Round the skirts of the plantation, and half-way down the hill, there runs a thick fringe of wild cherry-trees. Their white blossom makes, for three weeks in the year, a pretty contrast with the larches and Scotch firs that serrate the long ridge above; and close under their branches runs the line of oak rails that marks off the plantation from the meadow.

A labouring man came deliberately round the slope, as if following this line of rails. As a matter of fact, he was treading the little-used footpath that here runs close alongside the fence for fifty yards before diverging down-hill towards the village. So narrow is this path that the man’s boots were powdered to a rich gold by the buttercups they had brushed aside.

By-and-bye he came to a standstill, looked over the fence, and listened. Up among the larches a faint chopping sound could just be heard, irregular but persistent. The man put a hand to his mouth, and hailed–

“Hi-i-i! Knock off! Stable clock’s gone noo-oon!”
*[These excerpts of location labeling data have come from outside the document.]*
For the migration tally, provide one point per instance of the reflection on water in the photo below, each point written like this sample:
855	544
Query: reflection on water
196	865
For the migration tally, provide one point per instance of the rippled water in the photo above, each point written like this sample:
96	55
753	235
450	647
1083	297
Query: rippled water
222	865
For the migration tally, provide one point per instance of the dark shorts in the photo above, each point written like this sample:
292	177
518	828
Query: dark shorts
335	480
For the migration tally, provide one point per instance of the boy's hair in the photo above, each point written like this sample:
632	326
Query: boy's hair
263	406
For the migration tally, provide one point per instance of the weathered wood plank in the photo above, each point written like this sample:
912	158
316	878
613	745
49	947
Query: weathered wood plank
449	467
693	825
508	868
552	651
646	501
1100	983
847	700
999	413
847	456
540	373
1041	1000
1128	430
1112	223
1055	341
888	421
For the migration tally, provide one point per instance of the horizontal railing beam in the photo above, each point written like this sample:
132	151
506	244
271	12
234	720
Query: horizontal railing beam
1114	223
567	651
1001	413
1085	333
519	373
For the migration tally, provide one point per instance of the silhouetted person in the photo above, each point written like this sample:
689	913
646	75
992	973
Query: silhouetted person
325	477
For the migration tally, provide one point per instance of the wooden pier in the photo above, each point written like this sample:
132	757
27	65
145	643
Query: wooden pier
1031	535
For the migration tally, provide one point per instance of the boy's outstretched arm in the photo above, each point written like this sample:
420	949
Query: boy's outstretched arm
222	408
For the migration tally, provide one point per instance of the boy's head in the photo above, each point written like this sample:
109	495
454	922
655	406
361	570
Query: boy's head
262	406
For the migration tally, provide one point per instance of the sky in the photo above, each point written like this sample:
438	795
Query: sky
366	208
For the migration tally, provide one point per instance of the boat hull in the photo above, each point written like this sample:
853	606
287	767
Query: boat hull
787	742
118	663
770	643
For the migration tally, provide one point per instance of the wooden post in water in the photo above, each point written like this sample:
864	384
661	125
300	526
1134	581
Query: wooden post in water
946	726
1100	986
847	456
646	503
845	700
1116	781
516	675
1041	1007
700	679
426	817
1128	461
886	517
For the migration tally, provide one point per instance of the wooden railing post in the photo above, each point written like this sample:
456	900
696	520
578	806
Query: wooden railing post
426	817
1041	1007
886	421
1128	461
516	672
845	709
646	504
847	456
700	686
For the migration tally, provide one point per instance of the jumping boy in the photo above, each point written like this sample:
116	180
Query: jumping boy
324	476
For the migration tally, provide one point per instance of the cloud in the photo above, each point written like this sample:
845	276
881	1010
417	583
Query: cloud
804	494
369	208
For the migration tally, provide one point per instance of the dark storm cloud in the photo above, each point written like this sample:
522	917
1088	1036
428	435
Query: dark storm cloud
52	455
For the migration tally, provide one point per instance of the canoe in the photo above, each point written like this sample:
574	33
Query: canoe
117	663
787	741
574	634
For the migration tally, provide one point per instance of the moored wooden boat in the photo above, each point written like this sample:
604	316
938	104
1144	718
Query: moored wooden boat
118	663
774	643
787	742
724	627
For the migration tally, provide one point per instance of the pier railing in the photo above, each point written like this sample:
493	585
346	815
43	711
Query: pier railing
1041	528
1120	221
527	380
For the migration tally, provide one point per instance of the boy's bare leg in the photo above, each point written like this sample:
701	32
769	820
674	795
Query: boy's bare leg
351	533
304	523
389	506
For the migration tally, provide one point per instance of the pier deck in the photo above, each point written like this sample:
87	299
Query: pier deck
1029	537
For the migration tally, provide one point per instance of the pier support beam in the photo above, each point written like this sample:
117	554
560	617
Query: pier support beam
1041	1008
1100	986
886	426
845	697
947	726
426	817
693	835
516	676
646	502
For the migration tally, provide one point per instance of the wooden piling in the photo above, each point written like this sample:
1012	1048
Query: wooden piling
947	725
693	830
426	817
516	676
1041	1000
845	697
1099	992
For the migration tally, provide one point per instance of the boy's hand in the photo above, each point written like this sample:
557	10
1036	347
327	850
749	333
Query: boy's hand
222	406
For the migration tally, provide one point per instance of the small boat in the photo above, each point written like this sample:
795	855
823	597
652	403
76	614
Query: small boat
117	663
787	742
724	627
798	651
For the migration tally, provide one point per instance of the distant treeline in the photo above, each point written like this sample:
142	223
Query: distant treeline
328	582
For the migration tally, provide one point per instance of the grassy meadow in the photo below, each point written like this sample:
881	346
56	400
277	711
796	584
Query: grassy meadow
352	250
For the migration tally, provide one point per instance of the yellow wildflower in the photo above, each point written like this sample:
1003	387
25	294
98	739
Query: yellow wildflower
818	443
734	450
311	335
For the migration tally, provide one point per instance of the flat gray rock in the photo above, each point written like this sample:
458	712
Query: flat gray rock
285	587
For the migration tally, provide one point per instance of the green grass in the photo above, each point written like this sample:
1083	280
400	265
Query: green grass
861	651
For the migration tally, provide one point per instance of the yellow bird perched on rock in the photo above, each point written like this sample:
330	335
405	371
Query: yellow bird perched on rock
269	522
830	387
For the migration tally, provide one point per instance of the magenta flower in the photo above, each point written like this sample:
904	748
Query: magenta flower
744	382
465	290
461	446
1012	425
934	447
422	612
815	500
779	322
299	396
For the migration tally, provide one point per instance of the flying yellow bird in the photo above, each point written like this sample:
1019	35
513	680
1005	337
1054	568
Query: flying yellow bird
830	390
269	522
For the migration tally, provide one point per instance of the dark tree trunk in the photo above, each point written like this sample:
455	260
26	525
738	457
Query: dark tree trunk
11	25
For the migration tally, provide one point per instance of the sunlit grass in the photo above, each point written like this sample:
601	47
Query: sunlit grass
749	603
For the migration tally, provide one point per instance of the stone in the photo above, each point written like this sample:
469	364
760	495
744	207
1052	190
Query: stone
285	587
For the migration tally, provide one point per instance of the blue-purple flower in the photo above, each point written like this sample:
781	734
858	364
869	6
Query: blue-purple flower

Came back no answer. But the chopping ceased at once; and this apparently satisfied the man, who leaned against the rail and waited, chewing a spear of brome-grass, and staring steadily, but incuriously, at his boots. Two minutes passed without stir or sound in this corner of the land. The human figure was motionless. The birds in the plantation were taking their noonday siesta. A brown butterfly rested, with spread wings, on the rail–so quietly, he might have been pinned there.

A cracked voice was suddenly lifted a dozen yards off, and within the plantation–

“Such a man as I be to work! Never heard a note o’ that blessed clock, if you’ll believe me. Ab-sorbed, I s’pose.”

A thin withered man in a smock-frock emerged from among the cherry-trees with a bill-hook in his hand, and stooped to pass under the rail.

“Ewgh! The pains I suffer in that old back of mine you’ll never believe, my son, not till the appointed time when you come to suffer ’em yoursel’. Well-a-well! Says I just now, up among the larches, ‘Heigh, my sonny-boys, I can crow over you, anyways; for I was a man grown when Squire planted ye; and here I be, a lusty gaffer, markin’ ye down for destruction.’ But hullo! where’s the dinner?”

“There bain’t none.”

“Hey?”

“There bain’t none.”

“How’s that? Damme! William Henry, dinner’s dinner, an’ don’t you joke about it. Once you begin to make fun o’ sacred things like meals and vittles–“

“And don’t you flare up like that, at your time o’ life. We’re fashionists to-day: dining out. ‘Quarter after nine this morning I was passing by the Green wi’ the straw-cart, when old Jan Trueman calls after me, ‘Have ‘ee heard the news?” What news?’ says I. ‘Why,’ says he, ‘me an’ my missus be going into the House this afternoon–can’t manage to pull along by ourselves any more,’ he says; ‘an’ we wants you an’ your father to drop in soon after noon an’ take a bite wi’ us, for old times’ sake. ‘Tis our last taste o’ free life, and we’m going to do the thing fittywise,’ he says.”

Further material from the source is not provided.